# How Long Should An Exoterra Glo Bulb Last???



## Sarah1340 (Sep 14, 2008)

Sorry if this is the wrong section.

Since we bought our crestie Rez in October 2008 we've had two Exoterra Heat Glo 100w bulbs die on us, one after about two months and one today. The first time it went with a spectacular bang at 5am, taking the fuses in both the holder and the thermostat with it. Today it was making a strange noise this morning so we turned it off for an hour or so, and when I turned it back on the bulb was dead. I've checked both fuses and both are ok. :censor:
We're always careful not to spray near the bulb but it is on 24hours a day (very cold house).

How long should they last? Is this normal? They are pretty expensive so I hope we're not going to be shelling out £10 every couple of months on bulbs while Rez is around!!! (Of course if need be we will but not without whinging!)

Thanks for any help.


----------



## johne.ev (Sep 14, 2008)

I'd take it back to where you purchased it from. Never used them tbh, but i would have thought they should last much longer than yours have.
Do they emit uv? If not i would use a normal spot bulb.


----------



## joffy (Feb 14, 2008)

I had 2 exo terra bulbs go in a few months.
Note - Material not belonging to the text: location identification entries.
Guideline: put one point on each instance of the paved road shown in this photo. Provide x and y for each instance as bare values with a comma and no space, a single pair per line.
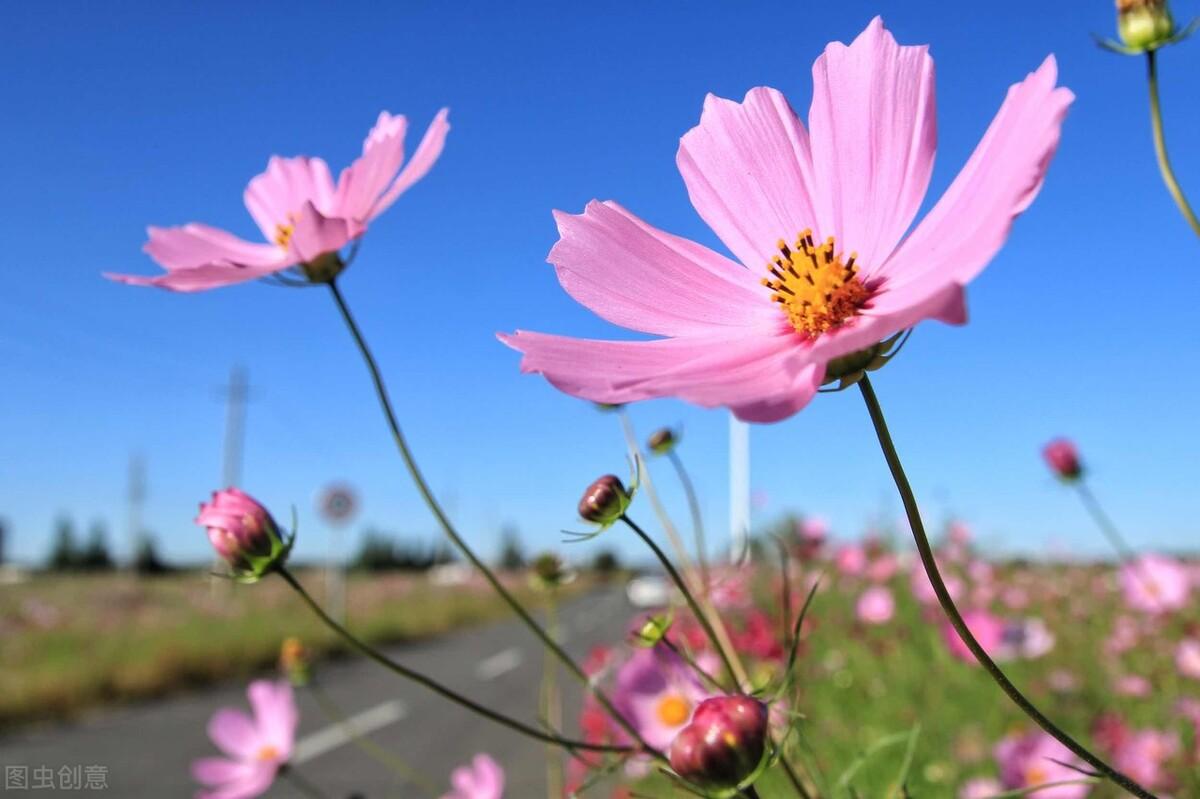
148,748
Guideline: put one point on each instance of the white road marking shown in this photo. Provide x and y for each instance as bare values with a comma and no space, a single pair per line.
502,662
334,736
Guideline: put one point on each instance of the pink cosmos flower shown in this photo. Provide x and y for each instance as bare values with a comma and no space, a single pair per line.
1187,658
1036,758
875,606
484,779
1062,457
301,212
987,629
1143,755
1155,584
657,692
256,746
817,220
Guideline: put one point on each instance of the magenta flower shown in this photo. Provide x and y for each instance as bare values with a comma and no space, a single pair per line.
817,220
256,746
484,779
1036,758
1156,584
1062,457
875,606
243,533
304,216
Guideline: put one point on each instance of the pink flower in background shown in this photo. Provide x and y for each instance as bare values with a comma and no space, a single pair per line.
875,606
1143,754
981,788
1036,758
484,779
850,559
300,211
1155,584
987,629
1062,457
256,746
817,220
1187,658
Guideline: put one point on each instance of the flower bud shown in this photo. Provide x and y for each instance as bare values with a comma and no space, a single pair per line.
663,442
605,500
1144,24
1062,457
724,746
243,533
294,660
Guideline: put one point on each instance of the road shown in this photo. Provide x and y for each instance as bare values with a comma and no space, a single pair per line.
147,748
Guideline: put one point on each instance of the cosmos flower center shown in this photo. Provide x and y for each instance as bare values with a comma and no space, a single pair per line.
673,710
817,289
283,234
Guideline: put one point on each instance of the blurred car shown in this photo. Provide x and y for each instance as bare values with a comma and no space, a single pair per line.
648,592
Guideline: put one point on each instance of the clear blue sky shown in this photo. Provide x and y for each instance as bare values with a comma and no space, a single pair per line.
118,115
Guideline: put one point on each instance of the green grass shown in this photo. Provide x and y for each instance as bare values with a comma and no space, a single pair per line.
75,642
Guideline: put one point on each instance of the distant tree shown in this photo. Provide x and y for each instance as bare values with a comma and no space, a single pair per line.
511,554
64,552
145,558
95,556
605,563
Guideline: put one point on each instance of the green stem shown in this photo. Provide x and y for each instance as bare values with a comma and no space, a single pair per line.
952,611
373,750
459,541
687,594
697,521
433,685
1164,163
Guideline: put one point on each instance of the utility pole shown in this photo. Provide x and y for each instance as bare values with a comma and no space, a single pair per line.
739,488
137,498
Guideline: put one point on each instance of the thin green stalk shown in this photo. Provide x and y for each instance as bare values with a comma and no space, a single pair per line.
687,594
952,611
1164,163
459,541
697,521
433,685
373,750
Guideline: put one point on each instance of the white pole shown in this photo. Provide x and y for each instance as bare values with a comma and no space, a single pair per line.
739,487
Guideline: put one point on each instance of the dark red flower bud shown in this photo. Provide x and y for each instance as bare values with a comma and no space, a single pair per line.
724,745
605,500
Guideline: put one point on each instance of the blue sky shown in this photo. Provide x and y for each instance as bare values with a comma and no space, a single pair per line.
119,115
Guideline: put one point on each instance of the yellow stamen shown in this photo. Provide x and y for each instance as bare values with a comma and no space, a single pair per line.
816,288
673,710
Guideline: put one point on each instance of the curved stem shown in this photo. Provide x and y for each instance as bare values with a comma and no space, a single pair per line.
372,750
697,520
1164,163
952,611
459,541
687,594
433,685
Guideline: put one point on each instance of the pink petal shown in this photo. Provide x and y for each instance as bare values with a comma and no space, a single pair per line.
316,234
275,712
972,218
749,173
217,770
874,137
235,733
423,160
640,277
361,184
275,197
My 1st Zoo Med bulb is still going strong after several months.


----------



## Sarah1340 (Sep 14, 2008)

They don't emit U.V but they're to heat a crestie overnight so I didn't think a normal bulb would be right? 
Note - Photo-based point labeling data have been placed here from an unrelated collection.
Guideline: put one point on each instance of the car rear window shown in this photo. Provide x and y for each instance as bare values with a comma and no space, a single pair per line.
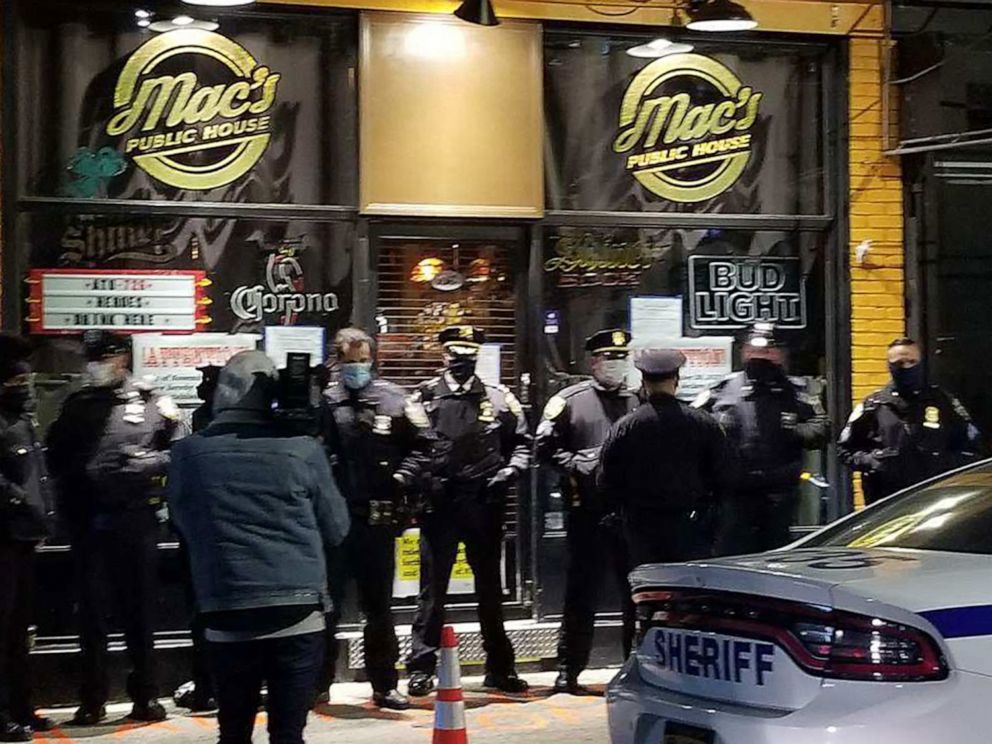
954,515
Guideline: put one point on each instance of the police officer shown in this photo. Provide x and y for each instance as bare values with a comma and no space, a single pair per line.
908,431
770,419
663,467
197,695
379,443
482,447
573,428
109,451
25,515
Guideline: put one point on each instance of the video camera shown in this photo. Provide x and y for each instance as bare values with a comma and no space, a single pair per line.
297,405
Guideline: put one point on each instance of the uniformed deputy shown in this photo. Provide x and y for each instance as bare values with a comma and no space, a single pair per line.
770,419
379,443
482,446
908,431
663,467
25,519
109,451
573,428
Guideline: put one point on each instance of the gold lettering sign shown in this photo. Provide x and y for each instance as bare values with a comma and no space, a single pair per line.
182,132
685,126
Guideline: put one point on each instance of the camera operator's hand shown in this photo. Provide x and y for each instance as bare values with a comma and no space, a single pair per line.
498,486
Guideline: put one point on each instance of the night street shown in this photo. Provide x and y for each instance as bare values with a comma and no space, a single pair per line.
537,717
We took it back and were told that they should only last about three months anyway, so we're looking into getting ceramic bulbs instead, but it means changing the stat and the holder too so it's going to be fairly expensive.

Thanks for the advice


----------



## Spikebrit (Oct 23, 2006)

Sarah1340 said:


> They don't emit U.V but they're to heat a crestie overnight so I didn't think a normal bulb would be right?
> 
> We took it back and were told that they should only last about three months anyway, so we're looking into getting ceramic bulbs instead, but it means changing the stat and the holder too so it's going to be fairly expensive.
> 
> Thanks for the advice


The best solution go to sainsbury's and buy a back of bulbs. They are the same bulb and a hell of alot cheaper. I use sainsbury's basic 60w light bulbs as heat lamps in all of my vivs and they are a pound for 4.


----------



## joffy (Feb 14, 2008)

Sarah1340 said:


> They don't emit U.V but they're to heat a crestie overnight so I didn't think a normal bulb would be right?
> 
> We took it back and were told that they should only last about three months anyway, so we're looking into getting ceramic bulbs instead, but it means changing the stat and the holder too so it's going to be fairly expensive.
> 
> Thanks for the advice


Try the Zoo Med bulbs. They have proved to be far more reliable for me.


----------



## reptiles-ink (Nov 4, 2006)

Sarah1340 said:


> They don't emit U.V but they're to heat a crestie overnight so I didn't think a normal bulb would be right?
> 
> We took it back and were told that they should only last about three months anyway, so we're looking into getting ceramic bulbs instead, but it means changing the stat and the holder too so it's going to be fairly expensive.
> 
> Thanks for the advice


 what stat are you using?


----------



## STReptiles (Feb 6, 2009)

there suposed to last 6 months before needing a replacement


----------